La seule chose qui persiste, c’est le modèle de transcription, gardé en cache par le navigateur lui-même pour ne pas être téléchargé à nouveau. Il reste sur votre appareil, sous votre contrôle, et disparaît en effaçant les données de navigation. Nous n’utilisons pas de cookies — ni les nôtres, ni ceux de tiers.
C’est la partie que presque aucun fournisseur n’écrit, et c’est justement celle dont votre équipe a besoin. Nous ne possédons aucune certification de sécurité, et nous ne sommes en cours d’obtention d’aucune. Ci-dessous, ce que chacune signifie et pourquoi elle s’applique — ou non — à un outil qui ne reçoit pas de données.
| Norme ou certification | L’avons-nous ? | Ce que cela veut dire ici |
|---|---|---|
| ISO/IEC 27001 | Non | Certifie le système de management de la sécurité d’une organisation qui conserve des données. Nous ne conservons pas les vôtres. Si votre politique exige l’ISO 27001 de tout fournisseur qui reçoit des données, il vaut la peine de noter qu’ici il n’y a pas de réception — mais celui qui décide si l’exception tient, c’est votre équipe, pas nous. |
| SOC 2 (Type I ou II) | Non | Audite les contrôles d’un prestataire de service qui traite les données du client. Il n’y a pas de service qui traite quoi que ce soit : le traitement est sur votre ordinateur. |
| 21 CFR Part 11 (FDA) | Non | Exige un système fermé et validé, une piste d’audit et une signature électronique. Un générateur de document dans le navigateur n’y répond pas et ne peut pas y répondre seul. Dans un environnement régi par la Part 11, Walkstamp peut produire l’image, mais l’enregistrement contrôlé doit vivre dans votre système validé. |
| CSV / GAMP 5 | Non | La validation d’un système informatisé a lieu dans votre environnement, sur votre usage. Ce n’est pas quelque chose qu’un fournisseur livre tout fait. |
| SOX / ITGC | Ne s’applique pas comme certification | Walkstamp n’est pas un contrôle informatique. Il produit la preuve qui entre dans votre contrôle. Celui qui répond du contrôle, c’est toujours vous. |
| HIPAA — accord de business associate | Nous n’en signons pas | Nous ne recevons pas de données, donc la relation que l’accord formaliserait n’existe pas. Si votre politique exige un accord avec tout outil qui touche une donnée de santé, même localement, parlez-en à votre équipe conformité — nous n’allons pas dire que tout va bien dans une décision qui n’est pas la nôtre. |
| LGPD / RGPD | Ce n’est pas une certification | Il n’existe pas de « certificat LGPD ». Notre position, les bases légales et les durées sont décrites dans la Politique de confidentialité. |
| Rapport de test d’intrusion | Nous n’en avons pas | Il n’y a pas d’infrastructure à tester au-delà de l’hébergement de fichiers statiques. Ce qui existe, c’est le code qui tourne sur votre machine — et il est lisible. |
| Assurance de responsabilité cyber | Non | Nous sommes une petite entreprise et il ne serait pas honnête de laisser entendre une couverture qui n’existe pas. |
Ctrl+U montre tout. Il n’y a pas de code côté serveur parce qu’il n’y a pas de serveur.Walkstamp est proposé par Produtize Produtos e Serviços Inteligentes Ltda., CNPJ 48.417.292/0001-99.

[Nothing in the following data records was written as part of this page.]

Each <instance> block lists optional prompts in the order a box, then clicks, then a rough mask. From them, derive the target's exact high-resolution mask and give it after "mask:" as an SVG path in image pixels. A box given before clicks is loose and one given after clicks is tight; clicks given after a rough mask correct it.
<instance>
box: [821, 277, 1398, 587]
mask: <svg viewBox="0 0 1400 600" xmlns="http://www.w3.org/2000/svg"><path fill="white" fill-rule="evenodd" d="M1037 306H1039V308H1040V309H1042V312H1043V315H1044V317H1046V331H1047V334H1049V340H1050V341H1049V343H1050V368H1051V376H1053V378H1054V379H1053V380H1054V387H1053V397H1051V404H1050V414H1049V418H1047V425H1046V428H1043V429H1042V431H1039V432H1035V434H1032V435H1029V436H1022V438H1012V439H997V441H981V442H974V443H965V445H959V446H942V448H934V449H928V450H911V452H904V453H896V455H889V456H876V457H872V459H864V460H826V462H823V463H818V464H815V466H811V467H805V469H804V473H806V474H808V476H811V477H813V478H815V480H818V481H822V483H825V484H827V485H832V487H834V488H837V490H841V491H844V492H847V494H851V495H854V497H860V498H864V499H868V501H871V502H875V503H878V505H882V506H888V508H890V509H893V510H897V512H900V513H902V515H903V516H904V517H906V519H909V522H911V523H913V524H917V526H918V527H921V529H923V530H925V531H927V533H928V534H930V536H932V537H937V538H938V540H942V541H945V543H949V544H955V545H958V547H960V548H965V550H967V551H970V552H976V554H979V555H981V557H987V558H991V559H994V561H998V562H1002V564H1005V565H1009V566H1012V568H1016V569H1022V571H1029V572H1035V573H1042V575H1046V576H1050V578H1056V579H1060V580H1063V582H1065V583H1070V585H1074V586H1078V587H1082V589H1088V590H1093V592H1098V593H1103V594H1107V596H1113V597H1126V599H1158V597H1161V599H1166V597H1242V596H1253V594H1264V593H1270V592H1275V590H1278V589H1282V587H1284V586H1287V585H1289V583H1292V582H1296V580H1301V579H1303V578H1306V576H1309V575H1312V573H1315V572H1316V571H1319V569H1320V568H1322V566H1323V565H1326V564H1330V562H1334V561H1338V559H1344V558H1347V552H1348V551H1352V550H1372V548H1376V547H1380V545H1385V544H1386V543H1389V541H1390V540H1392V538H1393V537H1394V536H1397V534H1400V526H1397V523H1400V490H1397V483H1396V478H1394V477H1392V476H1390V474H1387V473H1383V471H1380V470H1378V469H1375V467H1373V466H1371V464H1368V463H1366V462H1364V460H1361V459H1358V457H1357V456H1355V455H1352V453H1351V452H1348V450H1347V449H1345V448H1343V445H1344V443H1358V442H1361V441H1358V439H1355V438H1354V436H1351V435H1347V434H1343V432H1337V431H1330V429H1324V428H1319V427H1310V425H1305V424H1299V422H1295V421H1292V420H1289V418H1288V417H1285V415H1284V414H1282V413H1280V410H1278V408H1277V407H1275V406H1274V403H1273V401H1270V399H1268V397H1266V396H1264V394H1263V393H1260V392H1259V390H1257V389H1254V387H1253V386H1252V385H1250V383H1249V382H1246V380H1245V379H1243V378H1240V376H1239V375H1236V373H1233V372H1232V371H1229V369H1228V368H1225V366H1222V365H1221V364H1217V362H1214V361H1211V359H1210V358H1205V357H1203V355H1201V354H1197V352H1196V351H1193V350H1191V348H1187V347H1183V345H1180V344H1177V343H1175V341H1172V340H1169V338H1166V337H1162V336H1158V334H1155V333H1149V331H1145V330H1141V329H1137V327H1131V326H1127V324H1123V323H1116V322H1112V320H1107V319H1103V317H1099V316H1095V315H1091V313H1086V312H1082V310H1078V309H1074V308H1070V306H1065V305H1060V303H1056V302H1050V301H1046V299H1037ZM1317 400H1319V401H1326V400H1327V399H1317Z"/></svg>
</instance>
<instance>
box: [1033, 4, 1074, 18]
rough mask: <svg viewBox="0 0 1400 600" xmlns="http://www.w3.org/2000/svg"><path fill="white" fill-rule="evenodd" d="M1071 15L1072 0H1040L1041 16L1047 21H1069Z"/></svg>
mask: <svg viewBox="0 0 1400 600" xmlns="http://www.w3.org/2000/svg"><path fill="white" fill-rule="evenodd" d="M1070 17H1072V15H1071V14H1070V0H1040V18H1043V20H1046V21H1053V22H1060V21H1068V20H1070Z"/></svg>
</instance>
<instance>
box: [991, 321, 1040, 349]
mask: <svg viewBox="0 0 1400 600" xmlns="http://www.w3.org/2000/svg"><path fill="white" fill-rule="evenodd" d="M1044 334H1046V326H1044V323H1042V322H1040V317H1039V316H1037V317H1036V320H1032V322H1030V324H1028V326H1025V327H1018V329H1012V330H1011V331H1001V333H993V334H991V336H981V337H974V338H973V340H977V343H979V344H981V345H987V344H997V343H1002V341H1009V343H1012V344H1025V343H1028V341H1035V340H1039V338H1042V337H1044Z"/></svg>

Pour signaler un problème de sécurité, demander un éclaircissement dans le cadre d’une évaluation de fournisseur, ou demander la version hors ligne : privacidade@walkstamp.com. Il n’y a pas de programme de récompense pour vulnérabilité, mais nous répondons.
Cette page décrit le fonctionnement à la date ci-dessus. Si quelque chose change d’une façon qui affecte ce qui est écrit ici, cette page change avec — et la date en haut est votre moyen de le vérifier.